The NCLAT ruled on 4 November 2025 that the CCI’s directive barring WhatsApp from sharing user data with Meta group companies for advertising for five years was legally unsustainable, yet it retained the penalty imposed for unfair business practices. 
A two‑member bench comprising Chairperson Justice Ashok Bhushan and Technical Member Arun Baroka observed: “The directions issued by the CCI to cease and desist in paragraph 247.1, i.e. ‘247.1 WhatsApp will not share user data collected on its platform with other Meta Companies or Meta Company Products for advertising purposes, for a period of 5 years from the date of receipt of this order…. is not sustainable and is set aside.” 
The tribunal upheld the penalty, noting:“Penalty imposed of Rs 213.14 crore only (by CCI) upon Meta is upheld.” 
The dispute originated with WhatsApp’s January 2021 privacy‑policy update that required users to accept expanded data‑sharing with Meta or risk losing access.
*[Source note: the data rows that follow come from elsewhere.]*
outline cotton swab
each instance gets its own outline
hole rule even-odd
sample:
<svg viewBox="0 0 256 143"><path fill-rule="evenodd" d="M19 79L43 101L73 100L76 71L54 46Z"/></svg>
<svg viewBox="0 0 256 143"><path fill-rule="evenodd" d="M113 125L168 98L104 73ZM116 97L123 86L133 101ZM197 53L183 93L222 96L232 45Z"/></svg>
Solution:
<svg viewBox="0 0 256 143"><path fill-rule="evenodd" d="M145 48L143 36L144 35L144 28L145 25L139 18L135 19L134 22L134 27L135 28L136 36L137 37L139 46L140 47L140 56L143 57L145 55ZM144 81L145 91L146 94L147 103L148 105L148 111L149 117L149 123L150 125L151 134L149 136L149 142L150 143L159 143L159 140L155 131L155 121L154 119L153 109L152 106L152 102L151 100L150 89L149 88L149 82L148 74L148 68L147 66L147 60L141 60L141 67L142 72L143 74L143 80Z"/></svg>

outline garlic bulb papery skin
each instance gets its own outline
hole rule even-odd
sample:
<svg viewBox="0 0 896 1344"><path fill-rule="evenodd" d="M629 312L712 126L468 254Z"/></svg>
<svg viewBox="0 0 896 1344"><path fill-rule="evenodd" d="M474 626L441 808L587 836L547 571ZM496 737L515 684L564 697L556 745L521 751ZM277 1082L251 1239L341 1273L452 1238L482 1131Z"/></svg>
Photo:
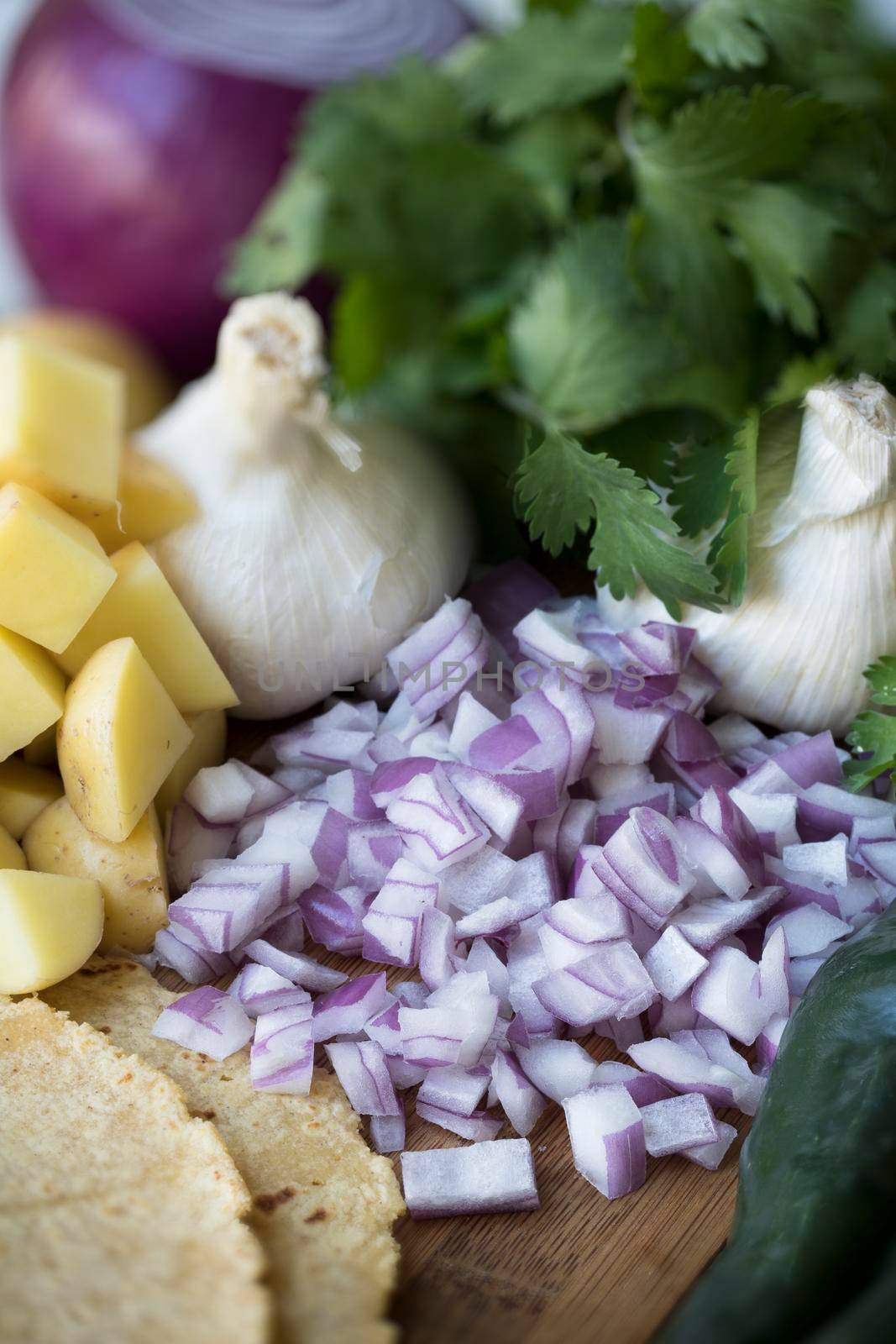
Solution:
<svg viewBox="0 0 896 1344"><path fill-rule="evenodd" d="M614 628L669 620L647 593ZM763 445L747 593L720 613L686 607L721 679L713 711L782 730L846 731L868 704L864 669L896 652L896 399L868 376L806 396L799 445Z"/></svg>
<svg viewBox="0 0 896 1344"><path fill-rule="evenodd" d="M340 422L305 300L234 304L210 374L138 446L192 487L199 516L152 547L240 704L271 719L377 673L466 577L458 485L391 425Z"/></svg>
The CCI had found this amounted to coercive “take‑it‑or‑leave‑it” conditions in violation of Section 4(2)(a)(i) and Section 4(2)(c) of the Competition Act. 
While modifying the order the NCLAT explained that the “rationale for the duration of 5 years’ ban was missing altogether in the impugned order.” 
The tribunal also struck down the finding that Meta had leveraged its dominance in OTT‑messaging to extend into the display‑advertising market under Section 4(2)(e), saying the evidence was insufficient. 
The ruling offers partial relief to WhatsApp and Meta’s business model in India but underscores that dominant firms remain accountable for imposing unfair conditions on users. It also signals that competition law in digital markets will increasingly consider user consent and data‑sharing as service‑quality issues.